ResponseFormat controls the output structure of a chat completion.

type Server

type Server struct {
	// contains filtered or unexported fields
}

Server wraps a loaded model and serves OpenAI-compatible HTTP endpoints.

func NewServer

func NewServer(m *inference.Model, opts ...ServerOption) *Server

NewServer creates a Server for the given model.

func (*Server) Close

func (s *Server) Close(_ context.Context) error

Close implements shutdown.Closer for graceful shutdown integration.

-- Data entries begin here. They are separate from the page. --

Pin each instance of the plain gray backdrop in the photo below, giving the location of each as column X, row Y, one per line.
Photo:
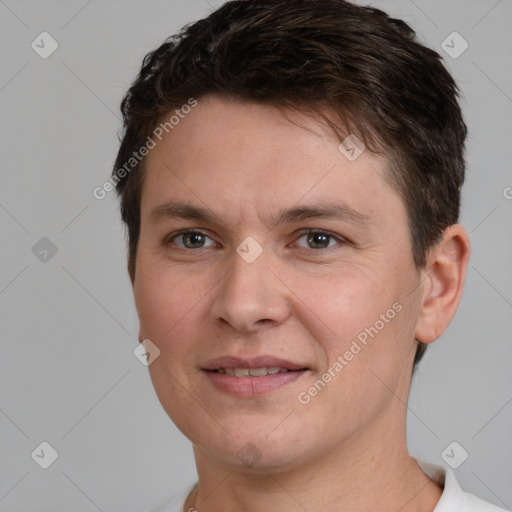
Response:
column 69, row 327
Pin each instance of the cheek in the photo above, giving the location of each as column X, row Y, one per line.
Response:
column 164, row 300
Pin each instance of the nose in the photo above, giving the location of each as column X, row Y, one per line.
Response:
column 251, row 296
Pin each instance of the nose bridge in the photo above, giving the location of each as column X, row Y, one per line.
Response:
column 250, row 294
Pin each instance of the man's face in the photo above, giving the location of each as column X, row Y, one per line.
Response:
column 285, row 297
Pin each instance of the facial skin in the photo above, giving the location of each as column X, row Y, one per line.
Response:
column 297, row 301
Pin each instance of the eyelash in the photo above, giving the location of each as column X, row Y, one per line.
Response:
column 341, row 241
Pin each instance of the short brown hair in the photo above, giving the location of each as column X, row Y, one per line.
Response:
column 326, row 56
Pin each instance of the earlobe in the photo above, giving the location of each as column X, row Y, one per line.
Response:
column 443, row 282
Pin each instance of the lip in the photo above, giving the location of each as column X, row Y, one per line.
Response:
column 253, row 362
column 250, row 387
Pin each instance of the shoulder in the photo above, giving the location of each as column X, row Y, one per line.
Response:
column 176, row 502
column 454, row 498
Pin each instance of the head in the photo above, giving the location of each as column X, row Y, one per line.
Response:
column 241, row 116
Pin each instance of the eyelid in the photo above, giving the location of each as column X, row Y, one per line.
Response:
column 307, row 231
column 175, row 234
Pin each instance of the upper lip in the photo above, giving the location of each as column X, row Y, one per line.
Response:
column 251, row 362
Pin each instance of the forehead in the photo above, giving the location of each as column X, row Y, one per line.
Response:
column 241, row 157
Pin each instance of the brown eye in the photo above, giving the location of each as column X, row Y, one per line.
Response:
column 319, row 240
column 191, row 240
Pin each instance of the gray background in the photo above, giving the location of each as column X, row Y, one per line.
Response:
column 68, row 374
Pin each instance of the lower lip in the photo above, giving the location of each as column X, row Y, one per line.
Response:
column 252, row 386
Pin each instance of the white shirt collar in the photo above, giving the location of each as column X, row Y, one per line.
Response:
column 453, row 499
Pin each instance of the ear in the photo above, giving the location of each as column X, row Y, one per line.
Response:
column 442, row 283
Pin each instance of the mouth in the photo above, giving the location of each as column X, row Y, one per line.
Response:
column 253, row 377
column 254, row 372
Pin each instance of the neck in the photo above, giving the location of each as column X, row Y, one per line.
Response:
column 371, row 471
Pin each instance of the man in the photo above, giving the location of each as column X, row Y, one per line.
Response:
column 290, row 176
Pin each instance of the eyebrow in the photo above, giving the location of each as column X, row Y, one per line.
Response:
column 338, row 211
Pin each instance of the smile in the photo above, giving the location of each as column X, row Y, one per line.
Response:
column 252, row 372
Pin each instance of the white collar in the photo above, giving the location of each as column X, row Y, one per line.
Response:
column 453, row 499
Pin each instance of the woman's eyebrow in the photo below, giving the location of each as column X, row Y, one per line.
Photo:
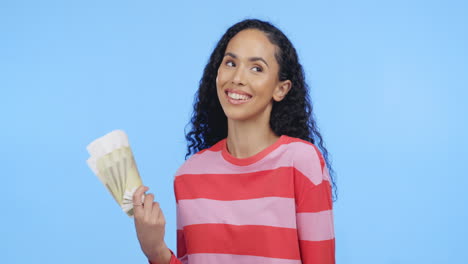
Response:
column 250, row 59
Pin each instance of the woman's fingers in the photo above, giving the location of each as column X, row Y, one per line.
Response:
column 148, row 206
column 137, row 201
column 156, row 212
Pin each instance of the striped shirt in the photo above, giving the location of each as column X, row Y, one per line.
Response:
column 274, row 207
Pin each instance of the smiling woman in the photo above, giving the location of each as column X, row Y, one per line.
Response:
column 258, row 185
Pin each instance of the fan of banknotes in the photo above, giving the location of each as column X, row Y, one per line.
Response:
column 113, row 162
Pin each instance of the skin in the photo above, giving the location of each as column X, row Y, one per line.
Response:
column 248, row 67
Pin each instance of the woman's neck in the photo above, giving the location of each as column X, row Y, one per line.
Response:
column 247, row 138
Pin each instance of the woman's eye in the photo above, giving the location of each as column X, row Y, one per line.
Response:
column 257, row 69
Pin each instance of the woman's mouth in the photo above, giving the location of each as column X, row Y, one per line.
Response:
column 237, row 98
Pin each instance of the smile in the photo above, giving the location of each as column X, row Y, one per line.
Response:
column 237, row 98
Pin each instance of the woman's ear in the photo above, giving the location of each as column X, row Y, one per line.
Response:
column 282, row 90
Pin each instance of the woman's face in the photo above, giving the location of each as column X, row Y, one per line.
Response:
column 247, row 81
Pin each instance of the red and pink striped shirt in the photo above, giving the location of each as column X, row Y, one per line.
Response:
column 274, row 207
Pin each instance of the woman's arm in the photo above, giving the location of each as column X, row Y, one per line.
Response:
column 314, row 213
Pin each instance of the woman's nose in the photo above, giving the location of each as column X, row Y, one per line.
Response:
column 238, row 77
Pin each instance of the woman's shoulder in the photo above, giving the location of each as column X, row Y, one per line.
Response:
column 303, row 148
column 307, row 158
column 202, row 159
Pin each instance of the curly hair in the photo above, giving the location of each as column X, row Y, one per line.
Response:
column 292, row 116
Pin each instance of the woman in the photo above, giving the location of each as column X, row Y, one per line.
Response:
column 256, row 189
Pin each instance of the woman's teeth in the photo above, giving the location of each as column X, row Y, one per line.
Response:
column 237, row 96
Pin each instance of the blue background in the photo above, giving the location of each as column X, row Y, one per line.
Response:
column 388, row 81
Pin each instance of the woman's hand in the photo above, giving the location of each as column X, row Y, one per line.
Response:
column 150, row 227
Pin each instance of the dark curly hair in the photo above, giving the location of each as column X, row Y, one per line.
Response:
column 292, row 116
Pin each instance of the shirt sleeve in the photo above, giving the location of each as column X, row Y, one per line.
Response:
column 314, row 215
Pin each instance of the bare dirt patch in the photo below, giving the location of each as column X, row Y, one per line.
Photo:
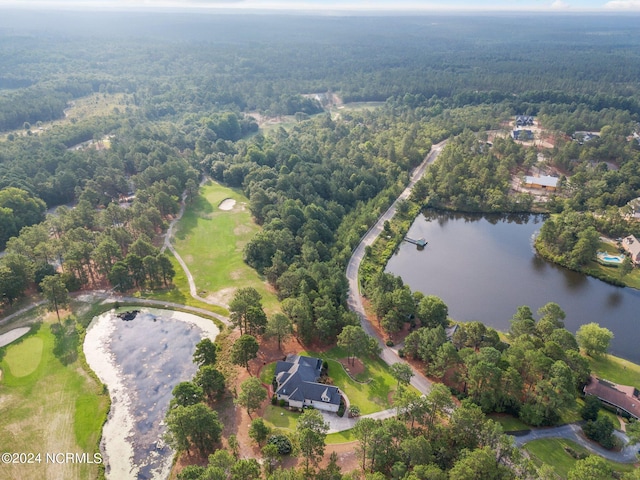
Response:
column 222, row 296
column 227, row 204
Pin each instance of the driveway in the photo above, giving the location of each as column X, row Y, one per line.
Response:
column 354, row 300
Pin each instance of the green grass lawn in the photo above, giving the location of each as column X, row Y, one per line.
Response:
column 267, row 372
column 372, row 396
column 341, row 437
column 23, row 358
column 552, row 451
column 179, row 292
column 615, row 369
column 48, row 407
column 211, row 242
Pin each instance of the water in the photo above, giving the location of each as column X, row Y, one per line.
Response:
column 484, row 267
column 141, row 361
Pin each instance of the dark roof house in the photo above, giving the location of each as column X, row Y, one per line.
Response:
column 524, row 120
column 297, row 383
column 622, row 397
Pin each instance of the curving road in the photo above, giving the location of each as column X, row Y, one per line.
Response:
column 167, row 245
column 354, row 300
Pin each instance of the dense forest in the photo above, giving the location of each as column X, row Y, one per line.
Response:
column 86, row 199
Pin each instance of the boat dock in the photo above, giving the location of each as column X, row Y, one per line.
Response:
column 420, row 242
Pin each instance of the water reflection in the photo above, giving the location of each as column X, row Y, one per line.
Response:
column 485, row 267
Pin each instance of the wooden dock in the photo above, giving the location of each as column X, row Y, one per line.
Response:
column 420, row 243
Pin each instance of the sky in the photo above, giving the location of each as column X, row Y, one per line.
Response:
column 337, row 6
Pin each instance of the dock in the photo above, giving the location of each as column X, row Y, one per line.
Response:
column 420, row 243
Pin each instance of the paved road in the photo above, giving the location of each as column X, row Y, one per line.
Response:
column 573, row 432
column 354, row 299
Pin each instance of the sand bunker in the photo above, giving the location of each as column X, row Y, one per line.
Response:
column 10, row 336
column 227, row 204
column 141, row 361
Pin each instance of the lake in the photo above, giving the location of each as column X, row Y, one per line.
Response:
column 484, row 267
column 141, row 361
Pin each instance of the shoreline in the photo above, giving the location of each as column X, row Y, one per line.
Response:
column 118, row 433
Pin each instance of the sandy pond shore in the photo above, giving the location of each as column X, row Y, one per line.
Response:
column 141, row 361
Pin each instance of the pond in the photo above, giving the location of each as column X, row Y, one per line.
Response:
column 484, row 267
column 141, row 361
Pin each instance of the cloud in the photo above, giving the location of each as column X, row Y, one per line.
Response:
column 623, row 5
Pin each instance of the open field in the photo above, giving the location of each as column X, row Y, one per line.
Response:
column 372, row 396
column 48, row 407
column 95, row 105
column 179, row 292
column 552, row 452
column 211, row 242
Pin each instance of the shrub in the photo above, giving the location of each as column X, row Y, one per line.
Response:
column 282, row 442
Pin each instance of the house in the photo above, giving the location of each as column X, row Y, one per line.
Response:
column 524, row 121
column 625, row 399
column 522, row 135
column 297, row 383
column 450, row 331
column 632, row 245
column 583, row 137
column 544, row 182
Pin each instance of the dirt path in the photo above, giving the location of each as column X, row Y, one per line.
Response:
column 167, row 245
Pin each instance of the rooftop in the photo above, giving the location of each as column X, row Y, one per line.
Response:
column 622, row 396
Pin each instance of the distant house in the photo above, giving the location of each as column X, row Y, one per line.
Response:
column 524, row 121
column 297, row 383
column 544, row 182
column 625, row 399
column 522, row 135
column 582, row 137
column 632, row 245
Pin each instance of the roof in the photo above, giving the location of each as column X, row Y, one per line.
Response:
column 622, row 396
column 545, row 181
column 297, row 378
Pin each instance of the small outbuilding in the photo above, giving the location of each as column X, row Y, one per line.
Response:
column 623, row 398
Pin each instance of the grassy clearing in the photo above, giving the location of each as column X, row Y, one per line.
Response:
column 372, row 396
column 211, row 242
column 615, row 369
column 52, row 408
column 341, row 437
column 179, row 292
column 94, row 105
column 267, row 372
column 281, row 418
column 24, row 358
column 552, row 452
column 509, row 422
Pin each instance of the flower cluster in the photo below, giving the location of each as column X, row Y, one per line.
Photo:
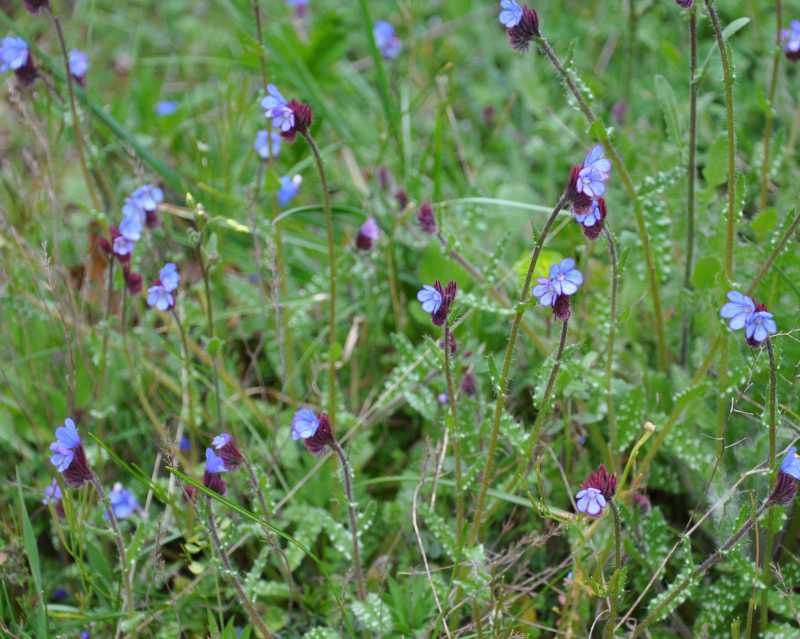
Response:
column 15, row 56
column 555, row 290
column 595, row 492
column 69, row 457
column 436, row 300
column 386, row 40
column 790, row 41
column 585, row 188
column 315, row 431
column 754, row 318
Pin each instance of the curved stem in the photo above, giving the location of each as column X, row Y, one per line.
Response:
column 612, row 251
column 123, row 559
column 770, row 534
column 75, row 120
column 728, row 81
column 630, row 187
column 351, row 512
column 691, row 175
column 451, row 392
column 502, row 383
column 231, row 573
column 771, row 110
column 332, row 264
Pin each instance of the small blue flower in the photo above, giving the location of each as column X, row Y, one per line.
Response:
column 386, row 40
column 52, row 493
column 214, row 463
column 760, row 326
column 169, row 277
column 167, row 107
column 261, row 144
column 431, row 299
column 289, row 188
column 78, row 63
column 276, row 107
column 791, row 463
column 304, row 424
column 511, row 13
column 739, row 310
column 67, row 438
column 123, row 503
column 13, row 54
column 591, row 501
column 592, row 217
column 160, row 297
column 220, row 440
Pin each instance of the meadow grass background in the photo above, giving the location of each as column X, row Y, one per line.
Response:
column 486, row 135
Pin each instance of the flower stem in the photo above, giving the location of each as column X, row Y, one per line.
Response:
column 231, row 573
column 771, row 110
column 351, row 512
column 612, row 614
column 451, row 392
column 770, row 534
column 332, row 265
column 712, row 559
column 123, row 559
column 75, row 121
column 502, row 383
column 612, row 328
column 728, row 81
column 691, row 174
column 630, row 187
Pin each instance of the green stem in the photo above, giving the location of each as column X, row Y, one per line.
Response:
column 630, row 187
column 770, row 534
column 75, row 120
column 691, row 175
column 231, row 574
column 712, row 559
column 351, row 512
column 451, row 392
column 123, row 559
column 728, row 81
column 502, row 383
column 612, row 615
column 771, row 108
column 332, row 263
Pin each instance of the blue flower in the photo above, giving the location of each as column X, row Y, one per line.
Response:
column 276, row 107
column 304, row 424
column 167, row 107
column 214, row 463
column 739, row 310
column 262, row 141
column 431, row 299
column 760, row 326
column 592, row 217
column 13, row 54
column 591, row 501
column 160, row 297
column 66, row 440
column 52, row 494
column 123, row 503
column 791, row 463
column 289, row 188
column 386, row 40
column 78, row 63
column 169, row 277
column 511, row 13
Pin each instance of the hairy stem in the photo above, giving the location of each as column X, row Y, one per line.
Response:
column 502, row 383
column 351, row 512
column 231, row 574
column 332, row 265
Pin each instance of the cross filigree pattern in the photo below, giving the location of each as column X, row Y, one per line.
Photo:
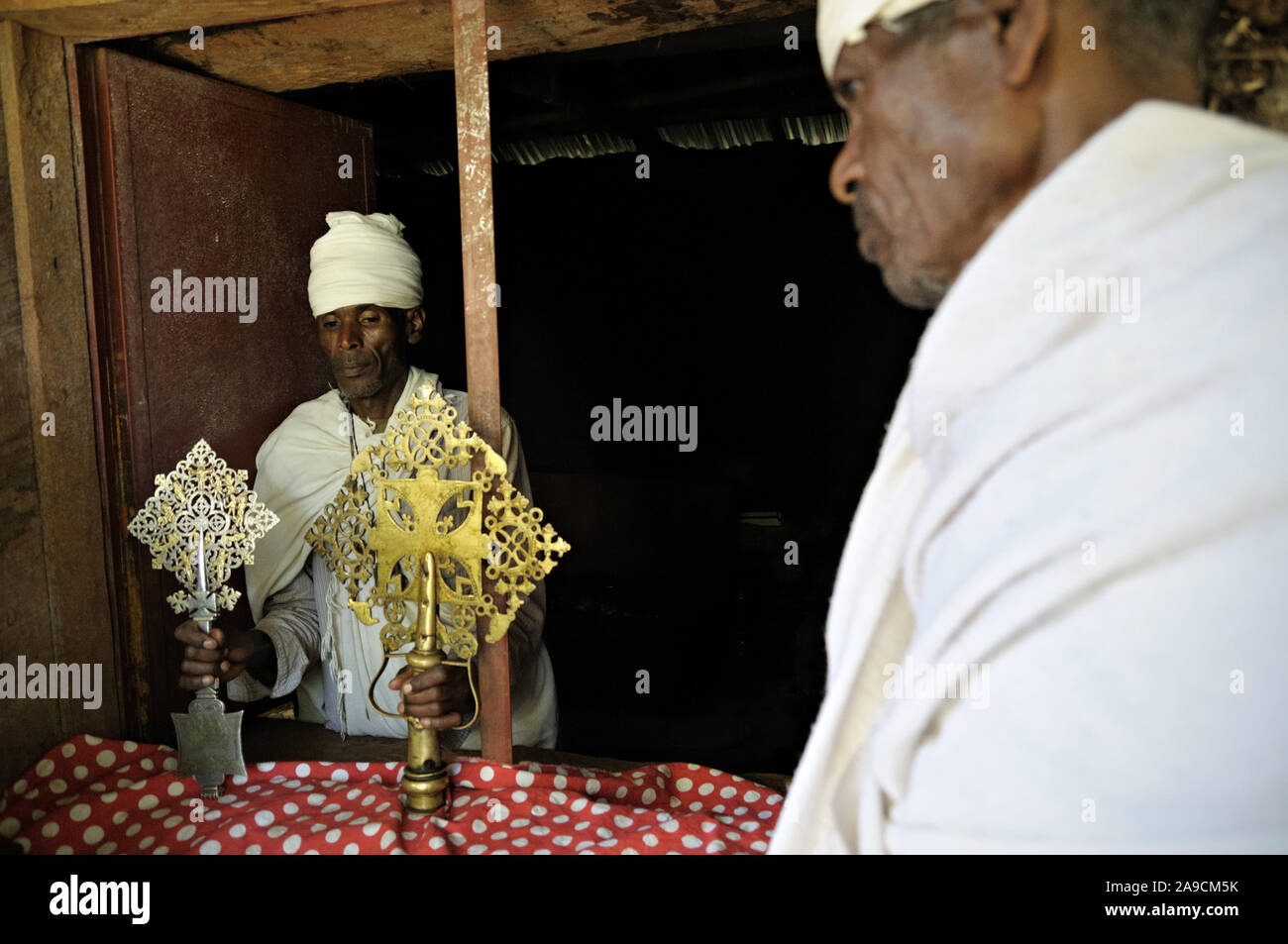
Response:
column 204, row 496
column 375, row 550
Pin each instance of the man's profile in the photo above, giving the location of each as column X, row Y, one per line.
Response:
column 1070, row 492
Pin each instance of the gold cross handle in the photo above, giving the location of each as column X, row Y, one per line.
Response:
column 425, row 777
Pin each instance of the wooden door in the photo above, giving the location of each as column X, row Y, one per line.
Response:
column 191, row 175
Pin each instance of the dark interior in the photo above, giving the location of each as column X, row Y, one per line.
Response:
column 666, row 291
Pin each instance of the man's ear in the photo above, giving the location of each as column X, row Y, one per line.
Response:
column 1021, row 29
column 415, row 323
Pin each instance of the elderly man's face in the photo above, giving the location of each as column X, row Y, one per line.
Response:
column 366, row 346
column 938, row 150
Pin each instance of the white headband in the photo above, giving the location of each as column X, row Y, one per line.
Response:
column 841, row 22
column 362, row 259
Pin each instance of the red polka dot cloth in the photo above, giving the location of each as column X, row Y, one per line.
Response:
column 90, row 794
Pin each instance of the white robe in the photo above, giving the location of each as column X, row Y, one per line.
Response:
column 300, row 469
column 1094, row 506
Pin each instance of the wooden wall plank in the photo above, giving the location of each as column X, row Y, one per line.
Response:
column 47, row 259
column 104, row 20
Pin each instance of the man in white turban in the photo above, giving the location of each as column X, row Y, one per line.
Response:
column 1059, row 620
column 365, row 290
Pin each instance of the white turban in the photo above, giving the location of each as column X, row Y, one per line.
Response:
column 841, row 22
column 361, row 261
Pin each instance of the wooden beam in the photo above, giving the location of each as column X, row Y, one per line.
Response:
column 416, row 37
column 55, row 599
column 108, row 20
column 482, row 357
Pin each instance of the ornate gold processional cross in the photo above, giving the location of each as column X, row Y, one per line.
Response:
column 200, row 524
column 421, row 552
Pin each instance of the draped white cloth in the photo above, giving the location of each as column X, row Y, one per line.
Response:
column 1094, row 506
column 362, row 259
column 841, row 22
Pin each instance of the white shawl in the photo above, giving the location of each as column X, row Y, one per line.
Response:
column 1094, row 506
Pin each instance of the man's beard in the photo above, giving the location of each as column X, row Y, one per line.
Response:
column 917, row 290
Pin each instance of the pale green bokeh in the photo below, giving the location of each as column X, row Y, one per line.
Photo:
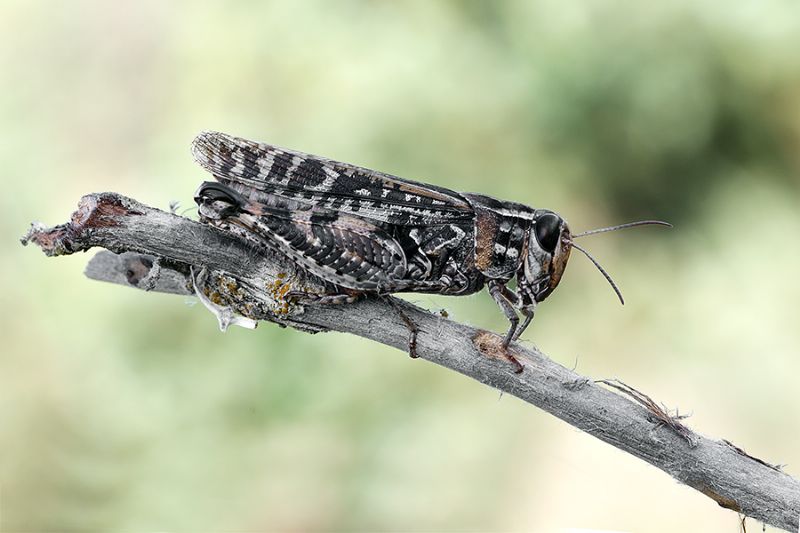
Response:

func (*Server) GPUs added in v1.8.0

func (s *Server) GPUs() []int

GPUs returns the configured GPU IDs, or nil if not set.

func (*Server) Handler

func (s *Server) Handler() http.Handler

Handler returns the HTTP handler for this server.

type ServerMetrics

type ServerMetrics struct {
	// contains filtered or unexported fields
}

ServerMetrics records serving metrics using a runtime.Collector.

func NewServerMetrics

func NewServerMetrics(c runtime.Collector) *ServerMetrics

NewServerMetrics creates a ServerMetrics backed by the given collector.

func (*ServerMetrics) ActiveRequests added in v1.17.0

func (m *ServerMetrics) ActiveRequests() int64

ActiveRequests returns the current number of in-flight requests.

func (*ServerMetrics) DecActiveRequests added in v1.17.0

func (m *ServerMetrics) DecActiveRequests()

DecActiveRequests decrements the active request count and updates the gauge.

func (*ServerMetrics) IncActiveRequests added in v1.17.0

func (m *ServerMetrics) IncActiveRequests()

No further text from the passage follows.